Standard Chartered Bank sponsors Liverpool FC
Posted on 14 September 2009 with no comments from readers
FC stands for football club, or soccer for American readers. No amount was mentioned for the value of the sponsorship deal between Standard Chartered Bank and Liverpool FC today except to say it was the ‘largest commercial agreement in Liverpool’s history’.
Keeping in mind what players cost these days a reasonable guess might be $100 over four years, and not giving a figure just opens up the field to such speculation. Is this money well spent?
Eyeballs
The bank trots out impressive figures about the number of hours that its logo will now be seen on the players shirts on TV and mentions en passant the estimated 60 million Liverpool fans in China, a slightly improbable number bigger than the population of the UK.
Surely though this sponsorship deal will mainly raise the bank’s profile in the UK where its operations amount to little more than a modest headquarters in London.

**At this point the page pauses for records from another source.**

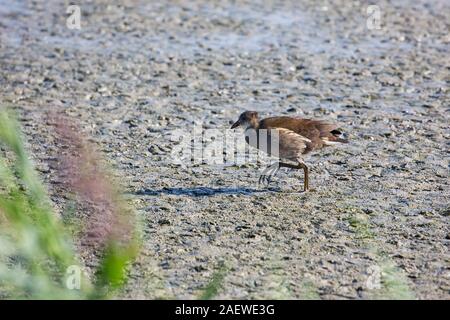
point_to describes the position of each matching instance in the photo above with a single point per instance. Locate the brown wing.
(321, 133)
(281, 143)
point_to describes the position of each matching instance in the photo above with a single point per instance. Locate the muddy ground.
(138, 70)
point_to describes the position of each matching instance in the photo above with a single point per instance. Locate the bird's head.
(247, 119)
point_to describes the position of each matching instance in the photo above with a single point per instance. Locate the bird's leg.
(306, 173)
(300, 165)
(269, 172)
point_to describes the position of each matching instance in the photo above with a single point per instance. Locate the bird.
(296, 137)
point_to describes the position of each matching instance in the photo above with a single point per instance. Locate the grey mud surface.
(137, 71)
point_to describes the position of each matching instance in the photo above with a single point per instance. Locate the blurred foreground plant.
(36, 250)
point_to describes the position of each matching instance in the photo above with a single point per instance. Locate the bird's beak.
(236, 124)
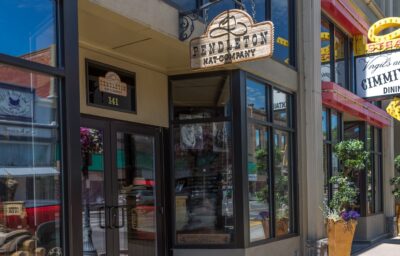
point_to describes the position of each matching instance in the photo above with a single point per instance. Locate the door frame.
(110, 128)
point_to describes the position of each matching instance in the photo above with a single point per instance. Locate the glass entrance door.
(121, 199)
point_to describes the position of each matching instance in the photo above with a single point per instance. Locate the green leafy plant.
(396, 180)
(353, 158)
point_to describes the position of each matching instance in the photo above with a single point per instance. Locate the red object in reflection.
(345, 15)
(337, 97)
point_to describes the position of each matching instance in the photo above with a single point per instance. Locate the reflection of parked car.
(37, 223)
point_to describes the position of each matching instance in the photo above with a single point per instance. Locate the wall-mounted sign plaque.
(232, 37)
(110, 87)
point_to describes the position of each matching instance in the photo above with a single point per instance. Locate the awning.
(27, 171)
(336, 97)
(346, 15)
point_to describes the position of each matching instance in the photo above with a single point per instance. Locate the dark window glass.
(215, 9)
(325, 52)
(324, 123)
(28, 30)
(280, 18)
(282, 183)
(340, 61)
(30, 159)
(200, 98)
(258, 174)
(280, 107)
(203, 183)
(256, 100)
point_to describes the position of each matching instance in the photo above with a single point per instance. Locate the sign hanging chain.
(253, 9)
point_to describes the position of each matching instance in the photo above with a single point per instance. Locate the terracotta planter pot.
(265, 224)
(340, 237)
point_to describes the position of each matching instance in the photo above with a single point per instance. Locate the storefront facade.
(228, 159)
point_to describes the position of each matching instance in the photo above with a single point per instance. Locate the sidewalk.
(388, 247)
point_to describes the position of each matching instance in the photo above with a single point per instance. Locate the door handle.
(101, 209)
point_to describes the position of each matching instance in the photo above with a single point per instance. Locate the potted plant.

However, this sort of sponsorship is also a matter of prestige. It screams out success at a time when most global banks are licking their wounds from the global financial crisis. Standard Chartered Bank can still afford a ticket to the big game.
But then to be fair without knowing the cost of the sponsorship – which has nothing to do with ownership or building a new grandstand – it is hard to evaluate its global advertising value.

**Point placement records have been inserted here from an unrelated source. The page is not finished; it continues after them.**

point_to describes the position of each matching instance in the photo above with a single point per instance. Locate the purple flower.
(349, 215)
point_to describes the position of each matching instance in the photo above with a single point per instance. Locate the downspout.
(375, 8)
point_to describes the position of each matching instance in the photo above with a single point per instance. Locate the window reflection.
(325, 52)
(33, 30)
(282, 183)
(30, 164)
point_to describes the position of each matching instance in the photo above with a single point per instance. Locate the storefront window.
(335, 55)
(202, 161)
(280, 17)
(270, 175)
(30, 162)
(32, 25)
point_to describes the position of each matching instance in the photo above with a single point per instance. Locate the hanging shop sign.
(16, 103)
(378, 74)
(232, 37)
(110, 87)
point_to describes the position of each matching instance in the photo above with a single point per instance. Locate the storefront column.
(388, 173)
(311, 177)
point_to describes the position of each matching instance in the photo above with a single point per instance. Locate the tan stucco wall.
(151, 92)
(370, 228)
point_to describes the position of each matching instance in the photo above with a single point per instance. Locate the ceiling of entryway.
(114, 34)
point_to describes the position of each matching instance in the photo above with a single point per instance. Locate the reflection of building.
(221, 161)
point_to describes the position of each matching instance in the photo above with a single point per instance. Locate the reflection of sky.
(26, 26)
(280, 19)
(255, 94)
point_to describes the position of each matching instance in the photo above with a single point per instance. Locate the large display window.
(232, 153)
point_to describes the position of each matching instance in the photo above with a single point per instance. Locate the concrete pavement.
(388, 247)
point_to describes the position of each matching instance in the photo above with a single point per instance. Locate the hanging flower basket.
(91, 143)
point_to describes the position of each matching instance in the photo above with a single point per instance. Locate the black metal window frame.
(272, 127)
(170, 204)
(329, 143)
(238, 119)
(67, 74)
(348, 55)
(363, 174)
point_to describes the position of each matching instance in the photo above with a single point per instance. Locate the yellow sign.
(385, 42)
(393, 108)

Personally I think sports branding is greatly over-rated by executives who like sport. You can usually spot the company with a CEO who likes golf or sailing or for that matter football.
Sports fans
Many people never watch football and for them this branding is a complete waste of money. Likewise Standard Chartered Bank makes a good deal of money from wholesale rather than consumer banking, although traders do like to keep their eyes on the ball.
But this can also be seen as a danger signal. Standard Chartered Bank has kept its head in the recent crisis and mainly done so as a result of extremely prudent management.
The bank has kept out of the way of exotic lending instruments and highly leveraged clients. It has also never spent a penny on extravagant advertising or marketing, until perhaps now.
Success can go to even the most level heads. But in current markets the bank may have driven a particularly hard bargain for this sponsorship deal.